There is no dialogue – no story as such – but sound is as much a part of the work. Iceland-based Australian sound artist Ben Frost recorded the roar of flames lashing at the forest; of chainsaws and dying animals. He strapped a sound recorder to trees that were being felled, and used ultra-sonic microphones to capture the sound of insects.

Amplified, it sounds like screaming.

Commissioned by the NGV and co-funded by philanthropists, Broken Spectre took three years to make, using a range of scientific imaging technologies – including multi-spectral sensors that measure infrared – to show the scale of degradation caused by deforestation.

“Environmental scientists use this technology to understand what’s going on in the environment and to understand tipping points, how much time we have left,” Mosse says. “It’s also used by agribusiness to exploit the environment. So it is double-edged technology.” The artist couldn’t buy a camera like this on the open market, so had to make his own.

Mosse, who lives in New York, came to Melbourne to launch the piece – a return to the gallery which exhibited his work, Incoming, at the 2017 Triennial.

Incoming used military grade technology to capture stunning thermal images of refugee journeys, reflecting the professional collapse that defines his practice: on the one hand, a foreign correspondent; and on the other, an artist creating beautiful, surprising images with highly sophisticated gear.

When he began working on Broken Spectre, Brazil was at a democratic and environmental tipping point. “[Brazilian president] Bolsonaro came to power in 2018, and encouraged deforestation on a large scale. When the dry season of 2019 occurred, there was a huge amount of burn – and we decided it was perhaps our next project, and we decided to go down to Brazil,” says Mosse.

“The moral imperative to speak about the environment was very strong,” Mosse says. “If you are a storyteller, I feel that this is your duty now.”

Untitled 2.4.1., a still from Broken Spectre.
‘The forest – it looks so beautiful from the air. But the logistics were brutal.’ Untitled 2.4.1., a still from Broken Spectre. Photograph: Richard Mosse/Jack Shainman Gallery

Mosse began shooting in 2019, spending six to eight weeks at a time in the Amazon. Many of the places they shot in were only accessible via light plane.

“That was incredible. The forest – it looks so beautiful from the air,” says Mosse. “But we made it hard for ourselves. The logistics were brutal, gruelling, and the weather was hardcore – even in the dry season there was intense flooding.”
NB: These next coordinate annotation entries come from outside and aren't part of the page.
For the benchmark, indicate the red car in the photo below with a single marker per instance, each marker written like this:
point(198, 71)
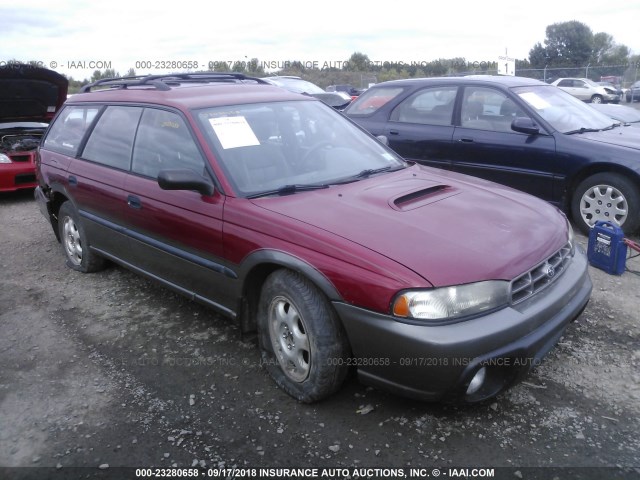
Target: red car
point(29, 98)
point(276, 210)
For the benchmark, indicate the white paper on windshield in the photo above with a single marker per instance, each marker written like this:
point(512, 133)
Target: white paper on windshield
point(233, 132)
point(534, 100)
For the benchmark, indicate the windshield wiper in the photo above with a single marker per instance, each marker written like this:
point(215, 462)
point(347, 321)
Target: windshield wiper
point(372, 171)
point(288, 189)
point(367, 173)
point(582, 130)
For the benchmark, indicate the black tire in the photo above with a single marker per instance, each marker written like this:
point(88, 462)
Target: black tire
point(303, 345)
point(606, 196)
point(75, 243)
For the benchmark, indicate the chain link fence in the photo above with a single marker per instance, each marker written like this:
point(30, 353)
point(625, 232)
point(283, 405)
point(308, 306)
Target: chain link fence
point(622, 75)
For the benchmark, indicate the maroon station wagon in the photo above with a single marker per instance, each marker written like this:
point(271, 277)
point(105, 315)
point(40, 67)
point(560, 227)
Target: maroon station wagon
point(277, 211)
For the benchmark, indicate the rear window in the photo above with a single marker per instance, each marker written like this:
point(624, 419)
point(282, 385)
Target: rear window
point(371, 100)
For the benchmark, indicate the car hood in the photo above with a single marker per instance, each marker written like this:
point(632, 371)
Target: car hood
point(623, 136)
point(30, 94)
point(448, 228)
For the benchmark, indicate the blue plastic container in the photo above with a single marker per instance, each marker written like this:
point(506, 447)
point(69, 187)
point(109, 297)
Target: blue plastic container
point(607, 250)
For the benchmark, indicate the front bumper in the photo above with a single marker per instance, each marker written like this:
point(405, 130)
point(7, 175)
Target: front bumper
point(439, 362)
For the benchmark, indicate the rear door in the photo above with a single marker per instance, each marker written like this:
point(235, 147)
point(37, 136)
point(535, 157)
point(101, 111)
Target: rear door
point(176, 235)
point(420, 128)
point(95, 180)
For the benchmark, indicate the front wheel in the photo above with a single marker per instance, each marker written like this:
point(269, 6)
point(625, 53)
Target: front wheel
point(75, 242)
point(302, 342)
point(609, 197)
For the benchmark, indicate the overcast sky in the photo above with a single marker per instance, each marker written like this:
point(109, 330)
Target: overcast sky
point(118, 33)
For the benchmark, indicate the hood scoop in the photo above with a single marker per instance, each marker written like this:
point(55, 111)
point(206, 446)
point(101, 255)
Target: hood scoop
point(421, 197)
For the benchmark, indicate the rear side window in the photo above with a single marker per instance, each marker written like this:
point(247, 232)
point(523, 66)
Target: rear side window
point(164, 141)
point(429, 106)
point(111, 141)
point(371, 100)
point(67, 131)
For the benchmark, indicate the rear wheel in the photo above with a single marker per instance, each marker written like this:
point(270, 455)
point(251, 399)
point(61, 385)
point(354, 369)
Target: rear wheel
point(609, 197)
point(302, 342)
point(75, 242)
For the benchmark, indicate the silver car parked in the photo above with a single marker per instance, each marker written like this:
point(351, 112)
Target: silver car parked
point(587, 90)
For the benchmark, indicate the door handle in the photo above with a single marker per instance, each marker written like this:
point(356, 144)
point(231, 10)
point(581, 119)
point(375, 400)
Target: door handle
point(134, 202)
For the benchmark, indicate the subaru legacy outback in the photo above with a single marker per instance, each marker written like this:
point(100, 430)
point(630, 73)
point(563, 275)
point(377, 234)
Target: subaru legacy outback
point(277, 211)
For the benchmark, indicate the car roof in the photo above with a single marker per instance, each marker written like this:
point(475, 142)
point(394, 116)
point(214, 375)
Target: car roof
point(505, 80)
point(197, 91)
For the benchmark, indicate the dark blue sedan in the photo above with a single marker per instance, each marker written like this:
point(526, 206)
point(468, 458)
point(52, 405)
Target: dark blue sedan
point(515, 131)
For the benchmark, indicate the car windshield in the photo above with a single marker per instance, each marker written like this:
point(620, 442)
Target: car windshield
point(562, 111)
point(283, 147)
point(296, 85)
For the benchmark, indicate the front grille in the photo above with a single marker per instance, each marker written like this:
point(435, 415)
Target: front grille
point(541, 276)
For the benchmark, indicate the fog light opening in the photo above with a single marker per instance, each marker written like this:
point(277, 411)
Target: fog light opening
point(477, 381)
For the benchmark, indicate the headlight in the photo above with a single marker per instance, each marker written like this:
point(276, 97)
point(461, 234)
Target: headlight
point(450, 303)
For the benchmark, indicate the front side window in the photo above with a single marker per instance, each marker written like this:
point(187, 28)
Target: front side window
point(429, 106)
point(111, 141)
point(69, 128)
point(164, 142)
point(371, 100)
point(488, 109)
point(267, 146)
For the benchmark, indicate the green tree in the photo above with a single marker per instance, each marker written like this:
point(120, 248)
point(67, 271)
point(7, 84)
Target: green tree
point(569, 43)
point(358, 62)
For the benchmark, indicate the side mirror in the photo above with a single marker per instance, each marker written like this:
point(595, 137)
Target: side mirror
point(185, 179)
point(524, 125)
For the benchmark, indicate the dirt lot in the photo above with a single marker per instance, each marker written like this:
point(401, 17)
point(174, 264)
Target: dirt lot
point(108, 370)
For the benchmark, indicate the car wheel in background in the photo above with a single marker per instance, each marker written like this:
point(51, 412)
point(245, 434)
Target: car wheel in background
point(609, 197)
point(303, 345)
point(75, 242)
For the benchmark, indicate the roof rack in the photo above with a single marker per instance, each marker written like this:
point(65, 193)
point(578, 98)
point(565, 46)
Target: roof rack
point(166, 81)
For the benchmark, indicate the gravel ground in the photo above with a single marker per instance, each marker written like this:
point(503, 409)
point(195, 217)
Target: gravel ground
point(107, 370)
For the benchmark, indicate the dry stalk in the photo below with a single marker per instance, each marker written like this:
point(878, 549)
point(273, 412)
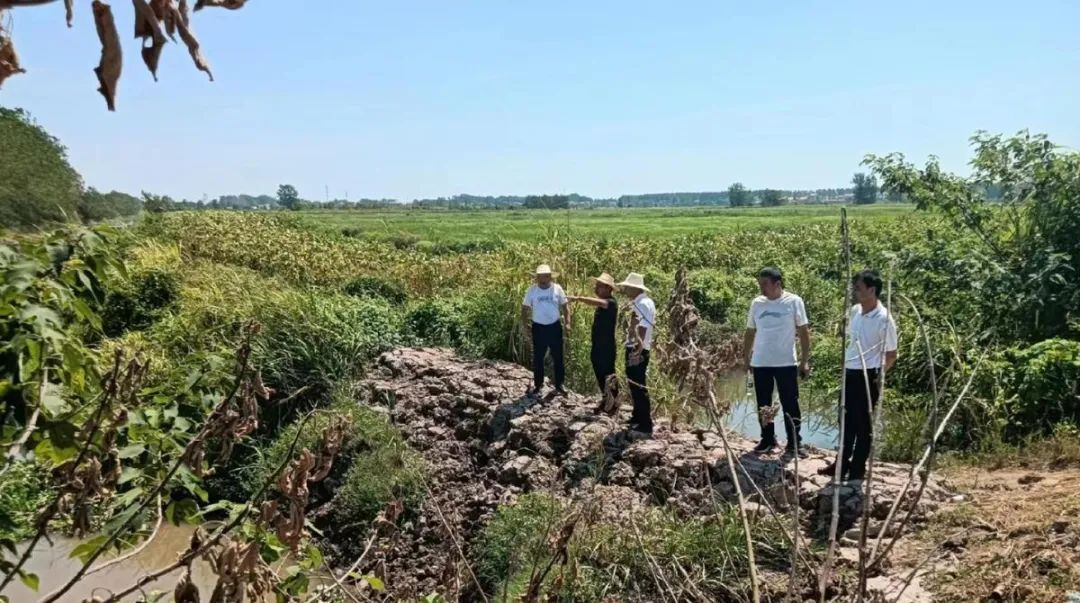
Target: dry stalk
point(693, 373)
point(235, 416)
point(454, 538)
point(834, 522)
point(136, 550)
point(923, 476)
point(110, 392)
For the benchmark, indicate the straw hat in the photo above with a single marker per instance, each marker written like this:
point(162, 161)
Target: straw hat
point(634, 280)
point(605, 279)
Images in the film showcase the incredible access his team were granted inside slaughterhouses and First Nations villages. We watch burn-offs in forests up close, and the felling of ancient trees.

A person looks at an image of First Nations people from the Amazon in a darkened room
‘There’s a huge amount of trust required. You can’t just drop in.’ Photograph: Tom Ross

There are villains as well as heroes in the piece, but Mosse says his work is about “communicating, not condemning”.

“A lot of these environmental crimes are carried out by regular people, and some of them are rather nice. We wanted to carry through that ambiguity in the work – as well as respect our subjects,” he says. “We built relationships and established friendships in the course of making the work.”

Frost adds: “That’s an overlooked aspect of Richard’s work. A huge part of what he is doing is building relationships – there’s a huge amount of trust required to get [that] level of intimacy … You can’t just drop in.”

Mass burn in Rondonia, a still from Broken Spectre.
Mass burn in Rondonia, a still from Broken Spectre. Photograph: Richard Mosse

NGV curator Ewan McEoin commissioned the work and is the largest collector of Mosse’s work in the world. This one, he says, is “an important work”.

“Richard is contending with the scale of the problem – and the vastness of it. He’s putting himself into risky situations,” he says, referring to the murder of Guardian contributor Dom Phillips and Indigenous expert Bruno Pereira, who were killed in June while covering the degradation of the Amazon. “The self-sacrifice to produce this is immense.

“I found it a very emotionally confronting work – it’s very intense,” McEoin says. “You can’t unsee this thing.”